Fragment
- Author: Warren Fahy
- Publisher: Delacorte Press
- ISBN: 978-0-553-80753-0

= Fragment (novel) =

2009 novel by Warren Fahy

Fragment (2009) is a science-based thriller by author and screenwriter Warren Fahy. The novel focuses on a crew of young scientists from a reality TV show who must try to survive when their research vessel, the Trident, lands on Henders Island, where predatory creatures have been living and evolving for over half a billion years. Producer Lloyd Levin optioned Fahy's screenplay adaptation of Fragment for a major motion picture. Pandemonium, Fahy's sequel to Fragment, was published in March 2013.

==Plot summary==
In 1791, Captain Ambrose Henders and his crew stop at a tiny island in search of fresh water in the South Pacific. After one man, Henry Frears, is sent to obtain water, Captain Henders is forced to retreat to prevent more loss of life when Frears is eaten by unknown creatures. He writes of the account in his journal.

In the present day, an exploratory research vessel "The Trident" sails across the same stretch of the Pacific filming for a documentary series called "Sea life". When Captain Sol picks up an EPIRB distress beacon, The crew decides to investigate. They set ashore to scope out the shipwrecked "Balboa Bilbo", from which the distress beacon emanated. After arriving at the wreck, the crew are attacked by monstrous creatures. In the ensuing chaos, a camera captures the deaths of nearly all the crew as the rest of the world watches on a live feed. Researcher Nell Duckworth and cameraman Zero barely manage to escape with their lives.

Eight days after the "Sea Life" incident, Nell has been called back to Henders Island, after the live feed caused panic and forced the U.S. military to quarantine the island for study. After several attempts, a few live specimens are captured. During examination, they turn out to be highly specialized arthropods new to science. Various tests are performed, including tests on live plants and animals. Among these, a mongoose is released into the jungle wearing a "critter cam" in an attempt to compare the Henders Island fauna to invasive fauna from different areas of the world. The mongoose does not survive for more than a few minutes, as with the other specimens pitted against the island's creatures.

As a result, it is revealed the animals of Henders Island are able to reproduce continuously, and are stronger and faster than any other creatures on earth due to their copper-based blood, two brains and their super adaptability, as demonstrated during the tests involving rival species that have been imported. Nell and Dr. Livingstone present their report on the Island's formation and evolution to the military and the President of the United States, and reveal a horrifying truth; Henders Island's flora and fauna are so well adapted that if they were to escape, they would cause global collapse. The only reason it hasn't yet occurred is because seawater is toxic to the wildlife on the island.

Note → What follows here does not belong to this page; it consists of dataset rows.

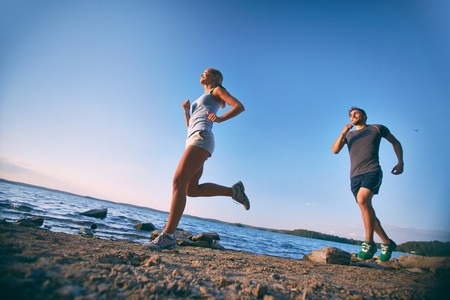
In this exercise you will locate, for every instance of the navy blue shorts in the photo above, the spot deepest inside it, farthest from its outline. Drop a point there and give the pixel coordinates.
(370, 180)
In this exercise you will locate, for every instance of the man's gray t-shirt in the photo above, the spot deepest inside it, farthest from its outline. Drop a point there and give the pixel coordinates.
(363, 146)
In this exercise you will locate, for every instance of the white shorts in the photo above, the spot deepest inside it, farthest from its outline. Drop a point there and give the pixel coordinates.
(202, 139)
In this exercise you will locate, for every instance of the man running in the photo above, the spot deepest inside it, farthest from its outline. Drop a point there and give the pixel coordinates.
(366, 175)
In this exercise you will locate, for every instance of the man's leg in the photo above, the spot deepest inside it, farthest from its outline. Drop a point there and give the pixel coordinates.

The destruction of the island is approved, but before it can occur, Nell and the others must deal with the mysterious entities that have been observing them. These creatures, referred to as Sels, or "Hendropods", are five sentient, highly intelligent creatures that have become biologically immortal due to their ability to turn invisible. It is revealed that they were the ones, specifically the individual known as Hender (their leader), who triggered the SOS on the Balboa Bilbo, as the Hendropods realized the island was sinking due to earthquakes. With Hender's help, Nell and her team manage to escape, bringing the Hendropods along back to "The Trident". However, one scientist, the hypocritical and murderous Thatcher Redmond, tries to release Henders Island creatures aboard the ship, believing intelligent life of any kind is a threat to life on earth. Though he escapes on a raft away from "The Trident", Redmond is eaten by fauna he accidentally unleashes on himself in the raft. The island is also destroyed by a nuclear warhead. After the Hendropods kill the deadly wildlife Thatcher unleashed to protect their human allies, a brief standoff occurs with the US Military and the Hendropods reveal themselves to stop the escalation. In the aftermath, the Hendropods are given sanctuary by humanity, with the two species now having to learn how to share the world together.